Дыбок с хозяйской властностью заставил водителя сесть на снег и повторить всё, что проделал сам незадолго перед этим.

— Ладно, теперь другую ножку, — шутил он. — Выжми, выжми её потуже. Ишь, сколько воды набрал… куда её тебе столько! Теперь лезь наверх, погрей ноги на моторе…

— Не холодно мне, — оборонялся Литовченко и вдруг вспомнил, что и Дыбок рядом с ним принимал ледяную купель. — А сам, сам?!

— Э, мне эта штука нипочём. Я телу моему хозяин строгий, — с жёсткостью, исключавшей и тень похвальбы, бросил Дыбок; всё же озноб мешал ему выразить мысль короче, чем полагалось по его характеру. — Я от тела моего много требую… а то ведь и расчёт дам. Оно меня боится, и очень правильно поступает, что боится! — пригрозил он вслух, чтоб прониклось его волей продрогшее солдатское тело; Собольков подумал даже, что если убьют его, Соболькова, то именно Андрею Дыбку надлежит стать капитаном двести третьей.

— Греться изнутри надо… ну-ка! — осторожно вставил Обрядин, поднося флягу Литовченке. — Та-ак, ещё отпей на рупь семьдесят. Хватит! Эх ты, девушка… Ей бы пройтись маненько, покружиться теперь в вихре вальса, товарищ Собольков!

— Верно… — как-то поспешно согласился тот; он руководился тем соображением, что после происшедшего следовало поднагрузить паренька каким-нибудь заданием. — Ну-ка, пройдись посмотри место на ближнем радиусе.

— Нельзя посылать водителя, лейтенант!.. — тихо, под руку, возразил Дыбок.

И оттого, что Дыбок был тысячу раз прав, всегда прав, этот удачник, Собольков посмотрел на него с каким-то пристальным и враждебным интересом, как если бы видел его из последующих суток. Он недобро усмехнулся: вот уже и самая правда становилась на сторону его преемника! Глаза встретились, одна и та же мысль ранила обоих. Дыбок смущённо отвернулся, едва прочёл, что содержалось в этом взгляде, и тогда Собольков медлительными словами повторил то, что сказали раньше его глаза:

— Не рано примеряешься, Андрюша? Потерпи, я ещё живой. — И подтолкнул Литовченка. — Иди, ничего пока не будет… Я тебе велю. Иди!

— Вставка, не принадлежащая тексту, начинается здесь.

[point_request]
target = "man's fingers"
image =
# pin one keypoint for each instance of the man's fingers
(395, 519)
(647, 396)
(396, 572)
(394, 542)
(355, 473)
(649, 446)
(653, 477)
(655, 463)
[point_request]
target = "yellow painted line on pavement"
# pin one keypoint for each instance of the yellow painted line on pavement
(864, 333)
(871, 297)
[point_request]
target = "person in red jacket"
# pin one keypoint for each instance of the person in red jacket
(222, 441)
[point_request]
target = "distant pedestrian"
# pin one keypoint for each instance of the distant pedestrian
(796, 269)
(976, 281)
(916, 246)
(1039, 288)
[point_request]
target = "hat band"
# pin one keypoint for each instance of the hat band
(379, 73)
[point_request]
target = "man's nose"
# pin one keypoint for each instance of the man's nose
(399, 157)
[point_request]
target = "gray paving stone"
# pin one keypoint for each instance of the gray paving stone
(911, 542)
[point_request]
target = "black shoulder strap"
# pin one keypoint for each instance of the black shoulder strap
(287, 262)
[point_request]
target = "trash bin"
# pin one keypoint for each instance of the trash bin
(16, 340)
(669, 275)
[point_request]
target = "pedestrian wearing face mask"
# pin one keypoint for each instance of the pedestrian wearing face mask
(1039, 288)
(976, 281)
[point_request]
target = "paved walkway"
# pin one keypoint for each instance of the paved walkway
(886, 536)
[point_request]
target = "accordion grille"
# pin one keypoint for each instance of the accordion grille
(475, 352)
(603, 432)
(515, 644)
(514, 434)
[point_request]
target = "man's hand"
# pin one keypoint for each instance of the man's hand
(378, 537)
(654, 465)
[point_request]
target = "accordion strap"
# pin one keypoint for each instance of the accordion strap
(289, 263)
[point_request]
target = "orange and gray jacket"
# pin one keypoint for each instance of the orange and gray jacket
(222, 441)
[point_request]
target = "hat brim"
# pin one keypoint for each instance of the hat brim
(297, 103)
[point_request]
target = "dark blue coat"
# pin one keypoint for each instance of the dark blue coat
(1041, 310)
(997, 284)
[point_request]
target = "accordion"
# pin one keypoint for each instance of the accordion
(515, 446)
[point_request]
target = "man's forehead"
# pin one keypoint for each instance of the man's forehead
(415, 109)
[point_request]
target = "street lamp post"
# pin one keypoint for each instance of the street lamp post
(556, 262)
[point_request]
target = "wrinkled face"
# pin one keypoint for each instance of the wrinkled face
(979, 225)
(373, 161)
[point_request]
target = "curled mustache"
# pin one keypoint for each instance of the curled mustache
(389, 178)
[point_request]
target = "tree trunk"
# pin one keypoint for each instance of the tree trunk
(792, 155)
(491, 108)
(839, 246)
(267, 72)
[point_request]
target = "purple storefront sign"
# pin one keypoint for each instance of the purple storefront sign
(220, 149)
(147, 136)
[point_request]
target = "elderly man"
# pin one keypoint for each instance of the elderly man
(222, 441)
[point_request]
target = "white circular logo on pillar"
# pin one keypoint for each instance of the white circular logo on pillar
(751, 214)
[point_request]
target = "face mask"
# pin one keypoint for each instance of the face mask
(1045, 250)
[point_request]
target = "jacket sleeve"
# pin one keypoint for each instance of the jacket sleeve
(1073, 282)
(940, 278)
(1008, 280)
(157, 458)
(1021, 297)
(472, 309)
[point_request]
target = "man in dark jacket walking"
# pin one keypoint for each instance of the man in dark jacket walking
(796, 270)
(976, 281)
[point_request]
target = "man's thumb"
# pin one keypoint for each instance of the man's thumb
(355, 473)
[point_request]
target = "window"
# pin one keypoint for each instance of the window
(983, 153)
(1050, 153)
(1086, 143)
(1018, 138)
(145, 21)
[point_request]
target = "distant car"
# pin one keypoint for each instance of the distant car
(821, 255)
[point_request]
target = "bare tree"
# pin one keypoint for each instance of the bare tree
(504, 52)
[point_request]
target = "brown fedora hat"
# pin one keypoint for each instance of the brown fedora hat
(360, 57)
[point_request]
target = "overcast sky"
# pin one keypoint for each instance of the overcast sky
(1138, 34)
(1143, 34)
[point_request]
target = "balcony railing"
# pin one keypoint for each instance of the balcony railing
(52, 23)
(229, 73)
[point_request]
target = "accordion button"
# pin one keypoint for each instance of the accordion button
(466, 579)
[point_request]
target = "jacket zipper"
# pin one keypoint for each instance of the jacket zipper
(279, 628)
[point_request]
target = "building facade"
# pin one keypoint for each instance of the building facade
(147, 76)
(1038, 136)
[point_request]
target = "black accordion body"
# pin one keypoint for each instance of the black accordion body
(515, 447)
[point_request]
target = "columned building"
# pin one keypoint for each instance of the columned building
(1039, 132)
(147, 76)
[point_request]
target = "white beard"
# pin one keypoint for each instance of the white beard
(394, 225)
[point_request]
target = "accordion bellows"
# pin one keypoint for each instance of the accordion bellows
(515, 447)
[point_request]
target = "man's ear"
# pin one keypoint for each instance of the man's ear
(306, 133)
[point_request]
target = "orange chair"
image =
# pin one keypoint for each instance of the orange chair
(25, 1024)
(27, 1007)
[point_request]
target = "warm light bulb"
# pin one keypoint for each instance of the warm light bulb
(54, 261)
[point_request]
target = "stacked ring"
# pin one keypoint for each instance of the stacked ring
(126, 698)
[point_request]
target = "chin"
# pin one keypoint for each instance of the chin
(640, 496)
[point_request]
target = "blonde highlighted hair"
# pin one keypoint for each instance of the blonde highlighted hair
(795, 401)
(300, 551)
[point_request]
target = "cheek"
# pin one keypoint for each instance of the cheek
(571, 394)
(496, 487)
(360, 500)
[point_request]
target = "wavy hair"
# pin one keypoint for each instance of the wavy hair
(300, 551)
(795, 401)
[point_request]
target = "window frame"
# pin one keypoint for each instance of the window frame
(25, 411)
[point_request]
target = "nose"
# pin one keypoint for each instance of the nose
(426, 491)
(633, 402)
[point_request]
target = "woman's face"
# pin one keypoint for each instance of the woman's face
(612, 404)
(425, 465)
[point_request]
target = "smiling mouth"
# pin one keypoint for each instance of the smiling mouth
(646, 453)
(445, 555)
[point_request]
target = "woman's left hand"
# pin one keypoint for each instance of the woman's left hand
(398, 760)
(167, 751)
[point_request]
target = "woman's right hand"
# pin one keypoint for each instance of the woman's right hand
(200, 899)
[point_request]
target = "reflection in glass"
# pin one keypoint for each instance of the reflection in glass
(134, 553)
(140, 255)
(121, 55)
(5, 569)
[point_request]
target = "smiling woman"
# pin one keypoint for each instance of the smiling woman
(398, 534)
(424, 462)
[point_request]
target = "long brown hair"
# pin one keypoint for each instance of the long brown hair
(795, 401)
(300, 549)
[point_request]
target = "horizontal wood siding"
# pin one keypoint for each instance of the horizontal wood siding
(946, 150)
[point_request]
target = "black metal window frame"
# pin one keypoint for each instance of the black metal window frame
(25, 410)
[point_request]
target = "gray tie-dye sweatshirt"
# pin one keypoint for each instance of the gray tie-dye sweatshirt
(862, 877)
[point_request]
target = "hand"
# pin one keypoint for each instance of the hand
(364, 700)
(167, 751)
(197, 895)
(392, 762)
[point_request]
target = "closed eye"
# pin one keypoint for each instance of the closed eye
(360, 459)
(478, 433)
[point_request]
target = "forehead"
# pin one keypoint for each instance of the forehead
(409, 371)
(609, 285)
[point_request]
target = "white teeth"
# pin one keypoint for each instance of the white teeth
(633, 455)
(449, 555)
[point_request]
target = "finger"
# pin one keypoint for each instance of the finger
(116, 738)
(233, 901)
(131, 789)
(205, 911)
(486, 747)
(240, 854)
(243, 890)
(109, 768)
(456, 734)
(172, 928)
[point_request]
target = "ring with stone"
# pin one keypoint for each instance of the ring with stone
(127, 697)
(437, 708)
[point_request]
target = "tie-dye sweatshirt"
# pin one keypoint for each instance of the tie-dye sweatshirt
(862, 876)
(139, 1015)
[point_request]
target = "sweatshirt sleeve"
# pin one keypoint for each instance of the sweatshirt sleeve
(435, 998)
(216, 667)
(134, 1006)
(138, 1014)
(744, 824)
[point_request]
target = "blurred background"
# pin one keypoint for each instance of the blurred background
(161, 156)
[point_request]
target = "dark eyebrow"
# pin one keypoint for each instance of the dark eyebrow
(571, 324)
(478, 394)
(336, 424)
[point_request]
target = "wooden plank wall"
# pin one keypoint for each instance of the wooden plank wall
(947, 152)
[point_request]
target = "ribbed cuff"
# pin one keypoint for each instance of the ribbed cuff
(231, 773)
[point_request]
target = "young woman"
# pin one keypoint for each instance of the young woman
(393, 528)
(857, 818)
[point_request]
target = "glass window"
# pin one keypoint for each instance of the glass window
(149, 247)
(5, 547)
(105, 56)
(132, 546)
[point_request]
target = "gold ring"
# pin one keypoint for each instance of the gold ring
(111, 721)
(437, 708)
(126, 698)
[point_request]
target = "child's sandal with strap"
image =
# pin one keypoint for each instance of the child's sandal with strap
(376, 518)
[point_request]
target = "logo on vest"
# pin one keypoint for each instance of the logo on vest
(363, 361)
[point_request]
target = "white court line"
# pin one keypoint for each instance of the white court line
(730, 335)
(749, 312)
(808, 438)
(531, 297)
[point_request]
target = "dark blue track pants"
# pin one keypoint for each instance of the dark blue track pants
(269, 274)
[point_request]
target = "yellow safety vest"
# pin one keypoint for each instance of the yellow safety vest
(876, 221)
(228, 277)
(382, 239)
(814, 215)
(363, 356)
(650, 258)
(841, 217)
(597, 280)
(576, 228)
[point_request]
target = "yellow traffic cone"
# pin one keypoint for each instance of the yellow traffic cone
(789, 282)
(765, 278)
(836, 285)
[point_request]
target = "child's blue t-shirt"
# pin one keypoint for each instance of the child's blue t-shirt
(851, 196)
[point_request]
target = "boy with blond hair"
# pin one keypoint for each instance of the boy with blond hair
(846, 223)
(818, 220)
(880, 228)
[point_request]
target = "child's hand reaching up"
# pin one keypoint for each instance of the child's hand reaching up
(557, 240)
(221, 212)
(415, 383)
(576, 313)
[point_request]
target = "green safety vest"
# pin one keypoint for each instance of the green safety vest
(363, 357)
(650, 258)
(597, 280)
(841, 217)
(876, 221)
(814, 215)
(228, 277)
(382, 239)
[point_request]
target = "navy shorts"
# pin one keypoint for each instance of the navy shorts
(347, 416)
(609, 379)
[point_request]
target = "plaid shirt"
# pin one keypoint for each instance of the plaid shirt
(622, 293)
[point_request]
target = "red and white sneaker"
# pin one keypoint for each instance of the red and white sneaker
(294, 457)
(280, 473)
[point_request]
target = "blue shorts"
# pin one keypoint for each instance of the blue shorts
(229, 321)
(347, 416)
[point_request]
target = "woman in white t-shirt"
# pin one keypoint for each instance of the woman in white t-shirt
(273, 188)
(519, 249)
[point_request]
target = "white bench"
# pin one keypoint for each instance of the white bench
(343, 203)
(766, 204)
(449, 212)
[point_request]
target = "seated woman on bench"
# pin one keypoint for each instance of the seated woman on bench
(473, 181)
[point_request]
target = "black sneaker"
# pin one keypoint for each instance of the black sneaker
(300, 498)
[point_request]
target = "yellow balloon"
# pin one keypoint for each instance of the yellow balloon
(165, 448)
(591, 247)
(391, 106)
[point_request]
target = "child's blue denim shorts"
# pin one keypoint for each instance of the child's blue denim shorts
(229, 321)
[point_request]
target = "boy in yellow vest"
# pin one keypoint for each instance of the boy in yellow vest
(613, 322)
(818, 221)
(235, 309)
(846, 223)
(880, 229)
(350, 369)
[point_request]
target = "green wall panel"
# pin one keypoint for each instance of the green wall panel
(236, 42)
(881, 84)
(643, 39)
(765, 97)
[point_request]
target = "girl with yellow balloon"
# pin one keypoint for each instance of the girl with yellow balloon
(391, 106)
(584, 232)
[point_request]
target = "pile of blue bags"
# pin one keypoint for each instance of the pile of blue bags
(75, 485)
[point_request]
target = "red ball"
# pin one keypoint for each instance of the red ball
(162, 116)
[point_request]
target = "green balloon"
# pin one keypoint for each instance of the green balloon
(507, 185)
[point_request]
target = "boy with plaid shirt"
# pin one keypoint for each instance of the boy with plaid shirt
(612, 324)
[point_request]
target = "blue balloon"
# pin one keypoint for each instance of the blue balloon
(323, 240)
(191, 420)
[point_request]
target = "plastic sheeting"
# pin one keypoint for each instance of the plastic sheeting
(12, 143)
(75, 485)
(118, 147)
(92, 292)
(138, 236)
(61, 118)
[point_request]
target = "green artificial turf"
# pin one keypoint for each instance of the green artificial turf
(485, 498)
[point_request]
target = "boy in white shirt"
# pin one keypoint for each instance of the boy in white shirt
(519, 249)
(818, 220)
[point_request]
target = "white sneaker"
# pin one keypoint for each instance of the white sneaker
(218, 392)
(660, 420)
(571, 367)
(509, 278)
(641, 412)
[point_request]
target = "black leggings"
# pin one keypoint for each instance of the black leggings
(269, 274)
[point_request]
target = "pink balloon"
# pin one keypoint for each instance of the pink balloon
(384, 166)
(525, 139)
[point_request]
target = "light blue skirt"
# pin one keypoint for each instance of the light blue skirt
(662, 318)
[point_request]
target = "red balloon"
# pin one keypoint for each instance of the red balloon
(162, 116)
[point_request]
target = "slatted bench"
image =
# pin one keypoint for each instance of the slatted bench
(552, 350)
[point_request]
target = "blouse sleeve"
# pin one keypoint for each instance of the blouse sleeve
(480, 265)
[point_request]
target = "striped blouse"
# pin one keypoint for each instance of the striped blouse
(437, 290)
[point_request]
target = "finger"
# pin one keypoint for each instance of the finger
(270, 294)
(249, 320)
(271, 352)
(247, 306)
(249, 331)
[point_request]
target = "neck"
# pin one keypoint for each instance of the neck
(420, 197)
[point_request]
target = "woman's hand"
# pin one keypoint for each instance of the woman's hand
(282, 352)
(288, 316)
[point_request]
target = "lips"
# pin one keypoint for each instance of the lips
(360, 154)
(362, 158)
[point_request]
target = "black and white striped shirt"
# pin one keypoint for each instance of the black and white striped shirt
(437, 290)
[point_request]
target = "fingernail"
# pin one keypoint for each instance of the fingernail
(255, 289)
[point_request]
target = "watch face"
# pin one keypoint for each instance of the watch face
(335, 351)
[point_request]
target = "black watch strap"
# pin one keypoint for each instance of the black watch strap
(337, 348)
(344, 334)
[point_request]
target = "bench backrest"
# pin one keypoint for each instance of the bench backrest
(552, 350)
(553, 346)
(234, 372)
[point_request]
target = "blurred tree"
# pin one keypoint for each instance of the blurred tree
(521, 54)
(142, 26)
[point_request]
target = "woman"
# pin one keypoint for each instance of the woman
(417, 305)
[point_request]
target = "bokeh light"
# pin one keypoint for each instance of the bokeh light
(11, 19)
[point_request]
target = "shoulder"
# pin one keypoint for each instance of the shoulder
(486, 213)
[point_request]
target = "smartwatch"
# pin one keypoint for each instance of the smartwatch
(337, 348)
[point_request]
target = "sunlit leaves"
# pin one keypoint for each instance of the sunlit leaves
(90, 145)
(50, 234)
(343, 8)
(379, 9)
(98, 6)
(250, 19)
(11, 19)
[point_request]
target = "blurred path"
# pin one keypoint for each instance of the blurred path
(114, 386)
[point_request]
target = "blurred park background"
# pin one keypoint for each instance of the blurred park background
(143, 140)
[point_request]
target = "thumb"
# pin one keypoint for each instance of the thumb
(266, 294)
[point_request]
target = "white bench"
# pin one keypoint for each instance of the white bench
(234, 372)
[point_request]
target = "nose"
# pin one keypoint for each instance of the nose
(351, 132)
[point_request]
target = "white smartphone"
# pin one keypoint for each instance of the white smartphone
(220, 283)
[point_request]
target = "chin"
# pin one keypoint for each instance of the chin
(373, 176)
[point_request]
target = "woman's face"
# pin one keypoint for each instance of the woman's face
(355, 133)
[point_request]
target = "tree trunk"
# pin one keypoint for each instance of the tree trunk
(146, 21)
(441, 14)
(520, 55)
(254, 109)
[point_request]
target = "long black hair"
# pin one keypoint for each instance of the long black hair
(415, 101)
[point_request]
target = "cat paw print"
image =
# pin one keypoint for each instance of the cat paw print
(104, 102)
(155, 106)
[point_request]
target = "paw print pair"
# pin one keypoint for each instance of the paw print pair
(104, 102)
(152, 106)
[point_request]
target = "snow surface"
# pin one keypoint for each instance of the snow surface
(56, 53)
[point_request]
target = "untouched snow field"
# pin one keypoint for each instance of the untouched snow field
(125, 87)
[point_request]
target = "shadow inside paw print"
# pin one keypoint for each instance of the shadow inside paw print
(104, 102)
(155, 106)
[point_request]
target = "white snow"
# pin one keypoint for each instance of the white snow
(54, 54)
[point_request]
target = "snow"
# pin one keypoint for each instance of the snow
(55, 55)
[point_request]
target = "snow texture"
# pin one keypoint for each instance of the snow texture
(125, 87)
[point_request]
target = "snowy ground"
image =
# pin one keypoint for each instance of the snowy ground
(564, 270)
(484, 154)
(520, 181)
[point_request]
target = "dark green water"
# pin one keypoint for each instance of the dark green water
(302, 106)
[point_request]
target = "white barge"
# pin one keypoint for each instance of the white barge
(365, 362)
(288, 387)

Ни на один факт не могла опереться догадка: собственные их следы уже замело, и хоть бы зарево или выстрел в пустоте! Жгла и жалила мучительная надежда, что в это самое время тридцать седьмая вступает в Великошумск. Только одна двести третья засела в трущобинке крайнего левого фланга; ей предоставлялось воевать в одиночку, в меру разумения и солдатской совести.

Прежнее ощущение беспомощности постепенно замещалось решимостью на предстоящий, долгий и тяжкий труд. Нужно было передохнуть, поесть, подкопить сил, а там, глядишь, сами собою разъяснятся обстановка и мысли!

Они взобрались на танк. Горячий воздух обильно поднимался сквозь жалюзи мотора. Обрядин слазил за едой. Соскучась в одиночестве, замяукал Кисó, и всем стало немножко веселей от сознания, что количество их умножилось на единицу. Ему также выдали полагающийся рацион, и он довольно усердно занялся этим делом.

— Давай думать, лейтенант, — сухо и тихо сказал Дыбок.

— Успеем, отдохни… Не торопи войну, Андрюша! Пять минут всего прошло, как сели, — ответил Собольков и снова занялся котёнком. — Что, Кисó, хвост-то намок? Ничего, на войне это и есть главное: будни. А сражение, это уж праздничный день, гуляй душа! Ешь, ешь… Тебе бы щец со свининкой? Я твою натуру знаю. Не хочешь щец? Ну, врёшь, хищный зверь, притворяешься. Ладно, вот закопаем Гитлера, поедем с тобой на Алтай. Новая хозяйка у тебя будет, маленькая и добрая. Все глупые — добрые, вот почему и умный у нас Дыбок. Небось, злится на меня, памятливый… А ты скажи ему, Кисó, чтоб не серчал. От этого дружба вянет, волос лезет, здоровье портится. Сказал?.. ну, что он тебе ответил?